A really surprising place to find a bullet: less than an inch from the heart, and sitting snugly between the two largest blood vessels in the body. Miraculously, it had not damaged any of these delicate structures. By chance, another of the surgeons on board HMS Victor Emmanuel knew how it had happened, since he witnessed the injury – which had occurred thirteen years earlier and on the other side of the globe.

It appears that Captain B— received a bullet wound of the chest at the spot indicated by the cicatrix [scar] at Taranaki, New Zealand, on the 28th of March 1860, and that there were grave doubts as to whether or not the bullet penetrated the chest, so trifling were the symptoms immediately after receipt of the injury and during treatment.

The captain had been treated and almost immediately discharged from the field hospital.

On a more minute examination, the bullet is found to be of the usual New Zealand size, small and circular, and is lodged in the triangular interspace between the aorta and pulmonary artery, over the base of the right ventricle. The bullet is somewhat altered in shape, and it has a flattened triangular projection, leaning on the pulmonary artery with intervening cyst and fibro-cellular tissue. There are some bands of fibrous tissue between the bullet and pulmonary artery and aorta, thus serving to keep the bullet fixed in its strange position.
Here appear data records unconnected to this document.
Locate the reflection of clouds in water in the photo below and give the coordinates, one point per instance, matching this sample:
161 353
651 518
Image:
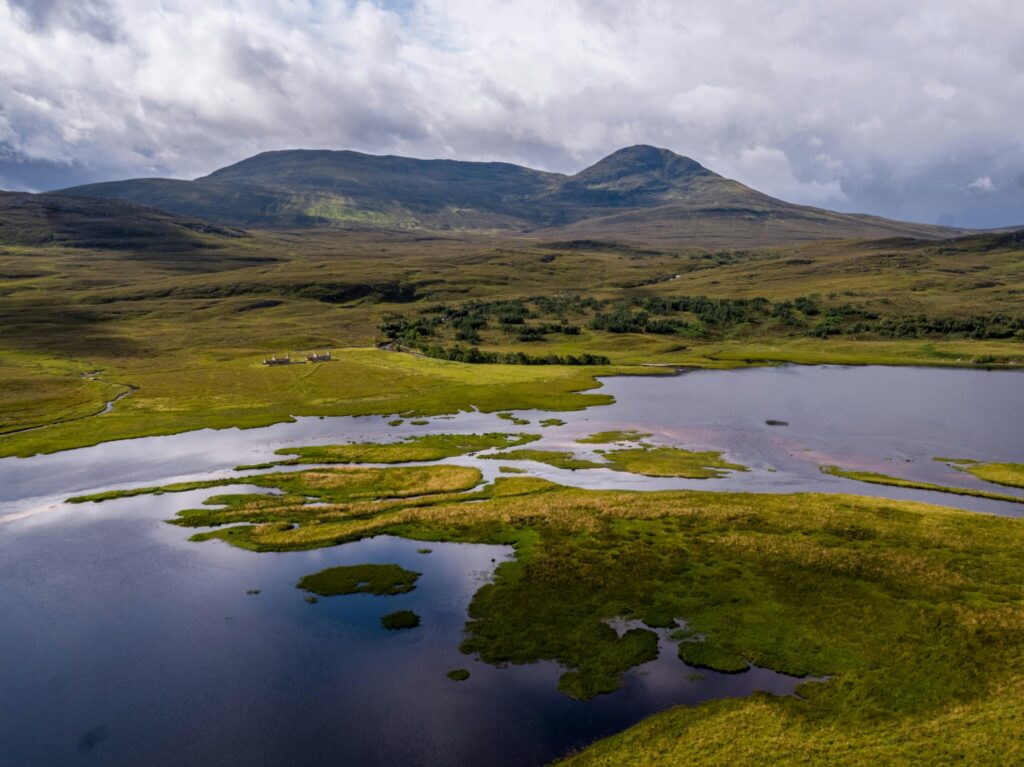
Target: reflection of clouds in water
855 418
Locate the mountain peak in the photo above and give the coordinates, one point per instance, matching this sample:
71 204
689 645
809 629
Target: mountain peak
643 159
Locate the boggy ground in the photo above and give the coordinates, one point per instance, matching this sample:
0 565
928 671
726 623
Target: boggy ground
187 329
915 612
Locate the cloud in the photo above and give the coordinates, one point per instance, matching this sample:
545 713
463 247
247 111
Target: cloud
982 184
877 107
94 17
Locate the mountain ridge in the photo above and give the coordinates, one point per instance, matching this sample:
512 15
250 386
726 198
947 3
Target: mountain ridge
636 193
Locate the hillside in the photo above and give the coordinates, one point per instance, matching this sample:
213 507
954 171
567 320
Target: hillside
639 194
101 224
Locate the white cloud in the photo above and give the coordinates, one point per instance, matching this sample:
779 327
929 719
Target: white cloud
872 105
981 184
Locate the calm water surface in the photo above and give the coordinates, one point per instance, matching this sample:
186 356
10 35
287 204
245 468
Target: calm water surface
125 644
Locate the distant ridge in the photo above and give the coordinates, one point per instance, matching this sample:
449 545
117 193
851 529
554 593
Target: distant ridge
639 193
102 224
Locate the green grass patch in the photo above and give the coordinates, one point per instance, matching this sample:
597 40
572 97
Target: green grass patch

The text is accompanied by an illustration, which leaves no room for doubt about how lucky this soldier had been.

bullet in heart

A – Aorta
B – Bullet
C – Pulmonary artery
D – Part of the pericardium

The cyst was the body’s defence mechanism against this foreign body: it had been encapsulated to isolate it from nearby tissues. Nearby the surgeon could see evidence of old inflammation, which luckily had not affected the heart or the pericardium, the membrane around it.

On opening the sac in which the bullet is lodged, some earthy matter, probably carbonate of lead, is found on its surface, and there is also another yellowish white waxy-looking substance, which is possibly broken-up bone tissue mixed with particles of lead.

Mr Fleming observes, with some justification, that the case is

one of the most extraordinary on record, from the fact that a leaden bullet had passed through the walls of the chest, breaking the 4th rib on the right side, and, without injuring the lungs, lodging on the pericardium, between the origin of the aorta and pulmonary artery, for a period of nearly 14 years, without causing dangerous symptoms, or interfering with the discharge of his duties.

After asking around, Fleming learned a little more about his patient and his mishap.

I have since casually heard that during life he was aware of the existence of a “something” in his chest, and that he used frequently to beat it with his hand, as one often does who becomes cognisant of any slight irritation beneath the sternum.

The surgeon does not speculate on the cause of the captain’s death, but he also does not suggest that it was the consequence of the bullet. And there’s no particular reason that it should have been. Soldiers often survive for decades with bullets lodged in their bodies, sometimes even the heart muscle. It is not in itself remarkable that this captain survived for so long with a chunk of lead inside his body; what makes this case so extraordinary is where the bullet ended up.